Wednesday, May 6, 2015

The Simulation Calibration Formulation

It's a fairly common practice among rationalists I'm familiar with to train epistemic calibration by making predictions, quantifying their confidence in those predictions, tracking their success rates, and betting actual money with each other along the way. The idea is that with repeated practice, you'll eventually get a gut sense that "sensation x", which you used to associate with "80% certainty", actually occurs more reliably in the presence of 60% probability predictions than 80% probability predictions. That is, 60% of the time when you feel "80% certain", the prediction comes true, and this eventually cause that to sensation to feel like 60% certainty instead of 80% certainty.

I'm going to call this approach "the observation correlation calibration formulation" (because I can). [The Credence Game] (http://acritch.com/credence-game/) allows rapid-fire execution of the the observation correlation calibration formulation.

But there's a second approach to epistemic calibration that I don't hear people talk about so much, and I think at this point in my development, it's more valuable to me.

From Luke's summary of How To Measure Anything:

"Suppose you’re asked to give a 90% CI for the year in which Newton published the universal laws of gravitation, and you can win $1,000 in one of two ways:

1) You win $1,000 if the true year of publication falls within your 90% CI. Otherwise, you win nothing.

2) You spin a dial divided into two “pie slices,” one covering 10% of the dial, and the other covering 90%. If the dial lands on the small slice, you win nothing. If it lands on the big slice, you win $1,000.

If you find yourself preferring option #2, then you must think spinning the dial has a higher chance of winning you $1,000 than option #1. That suggest your stated 90% CI isn’t really your 90% CI. Maybe it’s your 65% CI or your 80% CI instead. By preferring option #2, your brain is trying to tell you that your originally stated 90% CI is overconfident.

If instead you find yourself preferring option #1, then you must think there is more than a 90% chance your stated 90% CI contains the true value. By preferring option #1, your brain is trying to tell you that your original 90% CI is under confident."

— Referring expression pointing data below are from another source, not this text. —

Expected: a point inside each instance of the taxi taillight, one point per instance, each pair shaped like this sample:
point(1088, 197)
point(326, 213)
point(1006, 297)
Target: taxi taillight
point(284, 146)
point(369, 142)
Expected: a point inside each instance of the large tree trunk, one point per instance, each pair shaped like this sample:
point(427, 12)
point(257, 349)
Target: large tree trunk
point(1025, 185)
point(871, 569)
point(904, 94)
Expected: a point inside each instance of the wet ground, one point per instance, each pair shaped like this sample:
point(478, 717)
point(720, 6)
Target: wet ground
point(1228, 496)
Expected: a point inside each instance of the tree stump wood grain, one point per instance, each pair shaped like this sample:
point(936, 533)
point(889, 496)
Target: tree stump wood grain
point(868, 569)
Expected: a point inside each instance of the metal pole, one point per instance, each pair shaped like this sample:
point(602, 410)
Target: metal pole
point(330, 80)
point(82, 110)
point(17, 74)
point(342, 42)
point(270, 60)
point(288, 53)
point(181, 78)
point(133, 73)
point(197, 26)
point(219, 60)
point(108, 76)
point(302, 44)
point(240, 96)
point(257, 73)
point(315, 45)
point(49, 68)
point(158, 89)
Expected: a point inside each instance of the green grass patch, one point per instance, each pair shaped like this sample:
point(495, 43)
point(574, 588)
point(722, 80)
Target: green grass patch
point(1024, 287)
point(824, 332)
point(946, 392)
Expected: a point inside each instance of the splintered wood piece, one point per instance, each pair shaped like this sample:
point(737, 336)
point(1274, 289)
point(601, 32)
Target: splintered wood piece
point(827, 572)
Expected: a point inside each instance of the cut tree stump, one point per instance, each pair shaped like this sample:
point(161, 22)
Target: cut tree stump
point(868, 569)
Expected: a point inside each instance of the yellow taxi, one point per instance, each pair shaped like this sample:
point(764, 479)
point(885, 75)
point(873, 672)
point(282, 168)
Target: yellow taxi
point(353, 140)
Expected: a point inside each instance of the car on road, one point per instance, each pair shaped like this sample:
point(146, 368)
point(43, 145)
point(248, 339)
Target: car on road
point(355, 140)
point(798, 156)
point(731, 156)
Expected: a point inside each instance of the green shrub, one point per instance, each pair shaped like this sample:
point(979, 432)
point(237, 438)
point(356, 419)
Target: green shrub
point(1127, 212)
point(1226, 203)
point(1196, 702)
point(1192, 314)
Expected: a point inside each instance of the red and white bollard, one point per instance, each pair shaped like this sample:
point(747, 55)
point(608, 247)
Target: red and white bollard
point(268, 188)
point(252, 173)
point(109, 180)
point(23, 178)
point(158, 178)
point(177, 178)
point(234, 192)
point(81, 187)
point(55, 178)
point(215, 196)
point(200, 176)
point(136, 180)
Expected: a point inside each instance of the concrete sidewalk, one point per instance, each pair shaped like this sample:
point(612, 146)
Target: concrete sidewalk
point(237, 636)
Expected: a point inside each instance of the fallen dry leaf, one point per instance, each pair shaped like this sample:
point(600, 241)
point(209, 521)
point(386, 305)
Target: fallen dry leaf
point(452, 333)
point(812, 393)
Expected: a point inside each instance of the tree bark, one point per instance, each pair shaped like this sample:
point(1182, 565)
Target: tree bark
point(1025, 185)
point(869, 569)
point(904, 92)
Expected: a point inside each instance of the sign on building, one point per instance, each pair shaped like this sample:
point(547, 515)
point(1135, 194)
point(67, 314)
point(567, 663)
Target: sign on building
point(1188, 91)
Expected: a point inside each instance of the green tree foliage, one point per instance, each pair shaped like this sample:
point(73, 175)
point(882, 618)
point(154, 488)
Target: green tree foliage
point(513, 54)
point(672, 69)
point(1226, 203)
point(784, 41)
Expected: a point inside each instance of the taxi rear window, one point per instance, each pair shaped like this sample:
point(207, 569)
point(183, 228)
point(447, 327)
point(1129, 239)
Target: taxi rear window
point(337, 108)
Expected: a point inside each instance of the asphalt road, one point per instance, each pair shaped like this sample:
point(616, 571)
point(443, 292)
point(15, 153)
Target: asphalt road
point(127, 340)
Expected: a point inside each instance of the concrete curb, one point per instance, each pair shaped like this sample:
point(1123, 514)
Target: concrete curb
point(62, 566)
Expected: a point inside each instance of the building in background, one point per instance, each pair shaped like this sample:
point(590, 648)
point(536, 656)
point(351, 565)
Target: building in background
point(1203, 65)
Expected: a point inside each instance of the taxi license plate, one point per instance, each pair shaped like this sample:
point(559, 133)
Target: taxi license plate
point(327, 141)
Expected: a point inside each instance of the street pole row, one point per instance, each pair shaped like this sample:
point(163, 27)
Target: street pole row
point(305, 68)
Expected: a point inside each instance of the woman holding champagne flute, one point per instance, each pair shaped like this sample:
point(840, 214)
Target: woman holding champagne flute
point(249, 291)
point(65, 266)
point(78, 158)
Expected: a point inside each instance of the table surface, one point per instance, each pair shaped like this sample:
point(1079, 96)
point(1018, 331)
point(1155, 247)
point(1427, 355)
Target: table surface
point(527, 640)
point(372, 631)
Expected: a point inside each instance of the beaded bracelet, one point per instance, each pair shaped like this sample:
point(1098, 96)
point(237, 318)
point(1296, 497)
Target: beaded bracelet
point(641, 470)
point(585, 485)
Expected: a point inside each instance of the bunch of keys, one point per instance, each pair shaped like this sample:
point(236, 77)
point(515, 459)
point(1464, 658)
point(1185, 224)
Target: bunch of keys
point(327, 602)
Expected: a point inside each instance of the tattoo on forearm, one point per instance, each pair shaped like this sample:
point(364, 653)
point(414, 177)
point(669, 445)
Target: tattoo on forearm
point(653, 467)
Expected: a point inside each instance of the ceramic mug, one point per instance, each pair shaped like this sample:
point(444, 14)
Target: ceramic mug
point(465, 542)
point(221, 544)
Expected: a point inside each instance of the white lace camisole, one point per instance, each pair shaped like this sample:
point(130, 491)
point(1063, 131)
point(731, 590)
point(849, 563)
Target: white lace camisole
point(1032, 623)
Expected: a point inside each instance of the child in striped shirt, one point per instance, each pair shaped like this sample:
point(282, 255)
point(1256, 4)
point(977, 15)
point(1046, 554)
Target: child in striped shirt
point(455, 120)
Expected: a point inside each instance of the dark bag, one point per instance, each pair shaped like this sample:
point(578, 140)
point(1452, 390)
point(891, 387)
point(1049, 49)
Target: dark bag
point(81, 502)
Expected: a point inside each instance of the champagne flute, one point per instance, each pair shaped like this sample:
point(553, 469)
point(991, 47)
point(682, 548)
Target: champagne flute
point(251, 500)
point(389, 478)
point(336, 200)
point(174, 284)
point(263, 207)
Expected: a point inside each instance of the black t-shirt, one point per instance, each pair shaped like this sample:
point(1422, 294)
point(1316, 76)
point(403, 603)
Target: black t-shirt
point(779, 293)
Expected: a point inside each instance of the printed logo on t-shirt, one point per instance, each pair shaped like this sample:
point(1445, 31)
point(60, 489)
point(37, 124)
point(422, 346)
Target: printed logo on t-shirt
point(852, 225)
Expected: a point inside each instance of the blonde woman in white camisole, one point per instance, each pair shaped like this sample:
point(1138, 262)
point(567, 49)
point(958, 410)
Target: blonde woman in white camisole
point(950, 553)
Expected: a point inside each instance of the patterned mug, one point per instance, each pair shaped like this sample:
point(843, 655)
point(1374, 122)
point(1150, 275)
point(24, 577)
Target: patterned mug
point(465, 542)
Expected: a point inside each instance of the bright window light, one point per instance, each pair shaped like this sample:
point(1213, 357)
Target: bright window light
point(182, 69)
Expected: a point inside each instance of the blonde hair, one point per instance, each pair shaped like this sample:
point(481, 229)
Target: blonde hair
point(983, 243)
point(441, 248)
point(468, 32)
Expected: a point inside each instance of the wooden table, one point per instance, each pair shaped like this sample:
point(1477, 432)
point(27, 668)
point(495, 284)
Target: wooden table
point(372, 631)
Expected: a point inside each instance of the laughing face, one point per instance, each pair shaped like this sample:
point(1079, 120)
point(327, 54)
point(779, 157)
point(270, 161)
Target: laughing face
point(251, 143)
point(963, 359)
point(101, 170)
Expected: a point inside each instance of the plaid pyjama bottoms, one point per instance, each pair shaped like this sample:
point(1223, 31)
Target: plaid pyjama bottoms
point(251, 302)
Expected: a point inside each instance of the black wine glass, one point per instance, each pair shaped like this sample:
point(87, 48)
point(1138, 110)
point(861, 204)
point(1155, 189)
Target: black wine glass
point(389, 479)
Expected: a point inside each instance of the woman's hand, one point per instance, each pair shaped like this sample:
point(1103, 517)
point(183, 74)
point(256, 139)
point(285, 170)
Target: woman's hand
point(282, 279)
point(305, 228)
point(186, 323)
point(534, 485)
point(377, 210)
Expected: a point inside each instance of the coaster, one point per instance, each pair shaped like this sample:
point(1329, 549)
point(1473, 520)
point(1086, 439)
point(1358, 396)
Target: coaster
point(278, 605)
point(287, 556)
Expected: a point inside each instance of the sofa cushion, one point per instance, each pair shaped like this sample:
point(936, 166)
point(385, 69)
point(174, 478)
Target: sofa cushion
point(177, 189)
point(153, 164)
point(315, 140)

I call that the Simulation Calibration Formulation, and I think it's brilliant. Especially the part about how to identify underconfidence. It's relatively easy to humbly admit your overconfidence, but dropping your credence after that by exactly the right amount is hard.

I haven't tested this, but I expect I'd gain skill more quickly through a rapid-fire Simulation session than through a rapid-fire Observation Correlation session. You can also do a calibration simulation in any real-life instance where you might otherwise make a bet.

I think the Observation Correlation method assumes either that you already have pretty good reflective awareness of your credence-related subjective experiences, or more likely that reflective awareness of those experiences isn't all that important. Especially in the online-training version of Observation Correlation, improvement is expected to happen below the level of awareness. It's a quiet shifting of gut feelings.

I think reflective awareness of credence experiences is probably hugely beneficial. The simulation method trains exactly that, making it a good candidate for something earlier in a calibration training program than the observation method.

The other reason I suspect it should come before observation is that it isn't tied up with social feelings like wanting to protect your reputation or social stigmas surrounding gambling, or personal insecurities related to intelligence and ego. In the moments of real-world prediction and prediction-checking, any of those sensations is likely to be so salient that it blots out credence feelings both at and below conscious awareness. And when you turn out to be wrong, you'll probably be punished (in a behavioral psychology sense) for making a prediction in the first place, if you're not already very skilled.

If I'm right about these things, then it would be wise to practice Simulation Calibration until the mental movements of balancing overconfidence and underconfidence are fast, easy, and nearly automatic, and to do that before you get really serious about Prediction Book or similar things. At that point, you'll be armed with sharper phenomenological weapons to cut through counterproductive ego preservation/20th century science virtue ethics of skepticism, and you'll actually be able to hear your "80% confidence" feeling ringing clear above the noise. You'll know what you're listening for, and you'll store the feelings in memory for later comparison.

You can practice this offline using the Credence Game I mentioned before, performing the simulation for each question, and not keeping score. When that gets easy, pay attention to the score again. And when that's easy, stop doing the simulation.

I don't mean that you should stop making real-world predictions if calibration simulation isn't easy yet. I just mean that early on, Simulation should be the focus of your epistemic calibration training, rather than Observation. I'm certainly going to make it the focus of mine.

1 comment:

Dan said...

I find it interesting and useful to offer odds for and odds against that I would accept happily, and considering those as upper and lower bounds of my estimate, with the spread representing my confidence in my estimate.